めざせ!ヒスイマスター!ジオパークの海へ繰り出そう/糸魚川市


2021年07月09日 1505ビュー
こんにちは。
子供のころ近所の山へ宝探しに行き、ヘビの皮を拾って喜んでいたトレジャーハンターライターの中林憲司です。
 
「糸魚川市」と聞いてイメージするものといえば、翡翠(ヒスイ)と答えるひとは多いのではないでしょうか?
 
地質学上日本列島の中でも特徴的な場所である糸魚川市は、採取できる石の種類が日本一という噂。
そんな糸魚川市の海では、採取できる石の中で特に貴重な石「ヒスイ」が一般人でも採れる(かもしれない)のです。
 
それを聞いた私は・・
 
いやいやいや、そんなに甘くないでしょ。

一般人にはね。

 
なぜか「自分はイケる!」という根拠のない自信をもった自称トレジャーハンターライターは、目をギラつかせながら糸魚川の海へ向かいました。
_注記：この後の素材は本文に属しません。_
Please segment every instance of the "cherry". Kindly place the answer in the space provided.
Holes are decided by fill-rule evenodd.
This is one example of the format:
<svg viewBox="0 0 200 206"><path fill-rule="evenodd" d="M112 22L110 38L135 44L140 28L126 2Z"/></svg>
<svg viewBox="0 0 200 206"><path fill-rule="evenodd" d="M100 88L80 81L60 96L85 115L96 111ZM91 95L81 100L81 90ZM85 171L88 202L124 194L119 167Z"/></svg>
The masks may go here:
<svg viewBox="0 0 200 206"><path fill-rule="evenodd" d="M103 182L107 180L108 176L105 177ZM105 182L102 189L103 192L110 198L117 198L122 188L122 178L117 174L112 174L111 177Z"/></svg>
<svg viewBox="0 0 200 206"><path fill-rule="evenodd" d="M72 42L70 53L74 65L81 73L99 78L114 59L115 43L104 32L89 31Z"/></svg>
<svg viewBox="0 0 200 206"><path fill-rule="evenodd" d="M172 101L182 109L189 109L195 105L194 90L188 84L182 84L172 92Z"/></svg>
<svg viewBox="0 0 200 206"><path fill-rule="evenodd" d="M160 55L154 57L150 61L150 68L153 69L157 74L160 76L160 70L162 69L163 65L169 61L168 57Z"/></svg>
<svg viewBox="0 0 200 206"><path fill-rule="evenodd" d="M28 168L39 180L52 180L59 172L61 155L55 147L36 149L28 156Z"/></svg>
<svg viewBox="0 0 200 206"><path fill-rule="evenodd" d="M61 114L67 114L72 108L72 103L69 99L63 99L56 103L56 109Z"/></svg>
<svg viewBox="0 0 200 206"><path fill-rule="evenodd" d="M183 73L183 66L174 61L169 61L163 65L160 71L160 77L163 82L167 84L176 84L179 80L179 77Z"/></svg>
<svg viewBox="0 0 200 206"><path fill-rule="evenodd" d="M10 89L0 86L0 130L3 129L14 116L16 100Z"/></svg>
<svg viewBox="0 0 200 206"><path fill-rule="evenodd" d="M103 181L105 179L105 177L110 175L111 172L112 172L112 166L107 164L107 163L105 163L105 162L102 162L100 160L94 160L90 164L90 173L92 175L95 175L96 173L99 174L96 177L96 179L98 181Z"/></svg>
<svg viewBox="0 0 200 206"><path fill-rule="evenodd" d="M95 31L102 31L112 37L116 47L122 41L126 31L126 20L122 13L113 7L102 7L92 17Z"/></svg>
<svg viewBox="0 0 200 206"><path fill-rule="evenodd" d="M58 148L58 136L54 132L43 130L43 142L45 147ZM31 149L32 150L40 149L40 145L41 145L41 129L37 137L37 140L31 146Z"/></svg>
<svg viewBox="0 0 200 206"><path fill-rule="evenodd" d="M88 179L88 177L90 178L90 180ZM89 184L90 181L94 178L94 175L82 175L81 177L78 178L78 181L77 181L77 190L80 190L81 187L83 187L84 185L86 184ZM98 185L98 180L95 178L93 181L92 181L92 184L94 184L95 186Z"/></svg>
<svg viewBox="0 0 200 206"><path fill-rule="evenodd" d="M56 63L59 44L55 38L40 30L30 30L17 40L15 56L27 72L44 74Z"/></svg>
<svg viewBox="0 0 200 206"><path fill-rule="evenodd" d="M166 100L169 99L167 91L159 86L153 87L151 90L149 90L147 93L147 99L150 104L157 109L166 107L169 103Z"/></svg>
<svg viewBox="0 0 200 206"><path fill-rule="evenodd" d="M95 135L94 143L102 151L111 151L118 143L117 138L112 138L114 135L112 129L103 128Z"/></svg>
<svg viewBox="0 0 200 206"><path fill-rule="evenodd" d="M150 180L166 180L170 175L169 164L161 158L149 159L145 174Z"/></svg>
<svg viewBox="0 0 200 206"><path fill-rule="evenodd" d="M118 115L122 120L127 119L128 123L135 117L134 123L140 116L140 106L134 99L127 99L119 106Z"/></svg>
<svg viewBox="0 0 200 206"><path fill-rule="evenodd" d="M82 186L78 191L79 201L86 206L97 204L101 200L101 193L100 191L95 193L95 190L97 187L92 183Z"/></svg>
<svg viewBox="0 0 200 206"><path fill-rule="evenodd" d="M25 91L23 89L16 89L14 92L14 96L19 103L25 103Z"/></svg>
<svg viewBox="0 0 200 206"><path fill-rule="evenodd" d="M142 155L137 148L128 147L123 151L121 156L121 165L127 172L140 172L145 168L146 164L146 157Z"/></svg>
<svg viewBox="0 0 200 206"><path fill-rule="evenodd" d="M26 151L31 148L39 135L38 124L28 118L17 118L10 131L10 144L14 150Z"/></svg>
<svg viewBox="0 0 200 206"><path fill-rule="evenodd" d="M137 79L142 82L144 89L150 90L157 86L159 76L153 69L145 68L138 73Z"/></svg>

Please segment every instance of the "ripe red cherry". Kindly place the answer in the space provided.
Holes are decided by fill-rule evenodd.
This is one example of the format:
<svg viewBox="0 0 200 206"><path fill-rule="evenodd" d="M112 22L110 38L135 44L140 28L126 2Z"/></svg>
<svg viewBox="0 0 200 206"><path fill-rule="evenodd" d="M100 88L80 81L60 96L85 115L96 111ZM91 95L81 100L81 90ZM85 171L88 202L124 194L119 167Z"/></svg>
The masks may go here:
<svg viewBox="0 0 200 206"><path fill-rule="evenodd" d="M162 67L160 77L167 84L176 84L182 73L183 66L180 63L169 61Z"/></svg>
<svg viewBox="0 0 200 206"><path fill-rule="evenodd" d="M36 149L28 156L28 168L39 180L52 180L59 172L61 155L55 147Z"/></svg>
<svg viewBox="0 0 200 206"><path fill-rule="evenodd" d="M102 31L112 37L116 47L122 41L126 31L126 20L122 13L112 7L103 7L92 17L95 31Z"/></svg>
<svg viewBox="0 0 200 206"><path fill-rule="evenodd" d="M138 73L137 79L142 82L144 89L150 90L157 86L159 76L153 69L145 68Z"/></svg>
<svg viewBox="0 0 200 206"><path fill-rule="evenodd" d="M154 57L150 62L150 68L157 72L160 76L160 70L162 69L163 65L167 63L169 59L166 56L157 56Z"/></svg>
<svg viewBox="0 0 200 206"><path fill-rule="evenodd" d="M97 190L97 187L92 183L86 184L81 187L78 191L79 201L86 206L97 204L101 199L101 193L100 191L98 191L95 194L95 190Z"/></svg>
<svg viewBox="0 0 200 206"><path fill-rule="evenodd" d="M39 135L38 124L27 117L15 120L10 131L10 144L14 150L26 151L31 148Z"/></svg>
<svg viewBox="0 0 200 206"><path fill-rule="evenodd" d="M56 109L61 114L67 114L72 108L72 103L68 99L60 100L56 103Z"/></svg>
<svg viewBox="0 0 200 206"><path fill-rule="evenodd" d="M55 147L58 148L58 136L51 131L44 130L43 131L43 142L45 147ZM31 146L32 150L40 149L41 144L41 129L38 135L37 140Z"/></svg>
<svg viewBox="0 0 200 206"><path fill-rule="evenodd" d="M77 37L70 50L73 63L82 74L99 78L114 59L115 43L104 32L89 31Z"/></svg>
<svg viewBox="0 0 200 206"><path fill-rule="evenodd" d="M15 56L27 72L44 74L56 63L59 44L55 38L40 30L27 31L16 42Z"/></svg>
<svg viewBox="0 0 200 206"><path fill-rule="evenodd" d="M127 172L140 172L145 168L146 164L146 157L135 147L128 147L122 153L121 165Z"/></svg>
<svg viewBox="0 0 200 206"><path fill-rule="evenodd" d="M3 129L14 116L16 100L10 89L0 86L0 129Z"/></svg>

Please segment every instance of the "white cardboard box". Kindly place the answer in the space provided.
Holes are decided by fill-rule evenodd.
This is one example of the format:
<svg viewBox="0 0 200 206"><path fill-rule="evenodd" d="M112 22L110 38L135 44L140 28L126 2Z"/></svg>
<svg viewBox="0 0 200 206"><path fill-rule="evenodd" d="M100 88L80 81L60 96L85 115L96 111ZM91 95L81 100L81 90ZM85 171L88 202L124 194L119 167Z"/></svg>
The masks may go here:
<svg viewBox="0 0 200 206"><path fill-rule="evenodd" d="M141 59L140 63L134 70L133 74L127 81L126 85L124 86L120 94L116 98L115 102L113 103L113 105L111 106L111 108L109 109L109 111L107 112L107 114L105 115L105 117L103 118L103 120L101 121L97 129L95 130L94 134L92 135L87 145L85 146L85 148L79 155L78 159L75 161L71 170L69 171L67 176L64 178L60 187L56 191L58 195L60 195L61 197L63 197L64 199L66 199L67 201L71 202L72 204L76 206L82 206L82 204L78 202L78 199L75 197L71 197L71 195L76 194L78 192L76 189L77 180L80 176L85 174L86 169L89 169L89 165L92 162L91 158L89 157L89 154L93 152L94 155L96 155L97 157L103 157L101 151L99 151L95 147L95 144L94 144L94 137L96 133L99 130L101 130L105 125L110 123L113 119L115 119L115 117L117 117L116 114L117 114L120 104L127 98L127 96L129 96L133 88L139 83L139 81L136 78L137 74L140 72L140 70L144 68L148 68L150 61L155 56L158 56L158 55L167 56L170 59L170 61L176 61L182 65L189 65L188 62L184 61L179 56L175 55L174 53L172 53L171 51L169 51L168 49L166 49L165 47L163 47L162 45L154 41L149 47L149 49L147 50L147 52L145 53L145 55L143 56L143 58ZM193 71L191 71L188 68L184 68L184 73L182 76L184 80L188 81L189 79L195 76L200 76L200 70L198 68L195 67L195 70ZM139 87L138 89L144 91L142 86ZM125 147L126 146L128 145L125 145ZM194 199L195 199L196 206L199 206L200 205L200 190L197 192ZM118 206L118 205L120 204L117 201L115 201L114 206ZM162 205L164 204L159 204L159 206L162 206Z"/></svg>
ヒスイ探しのマストアイテム!石ころ探索キット「ひろっこ」を入手せよ♪

糸魚川市へ到着。
ヒスイ探索に来た私は、気持ちだけは一人前ですがヒスイ探しの知識はゼロ!
ということで、糸魚川市観光協会の田代さんに同行いただきました。
海に走り出そうとしている私を止め、田代さんが渡してくれたのが石ころ探索キット「ひろっこ」。
拾った石をコレクションできるケースに、ルーペ、ライト、磁石が入っています。拾った石をじっくり観察ができるという代物。
さらに糸魚川市の「石ころ探しの場所」や「ヒスイの探し方」などの説明書が入っています。
糸魚川市でヒスイ探しを行うなら、超絶おすすめのマストアイテム。
ぜひ「ひろっこ」をゲットして海に向かいましょう!

石ころ探索キット「ひろっこ」

・1個800円(税込)(ライト、ルーペ、磁石、冊子付き)
・販売場所/糸魚川市観光案内所(糸魚川駅日本海口隣接ヒスイ王国館内2階)、糸魚川アルプス口総合観光案内所(糸魚川駅アルプス口1階ジオパル)、青海観光案内所(道の駅親不知ピアパーク内)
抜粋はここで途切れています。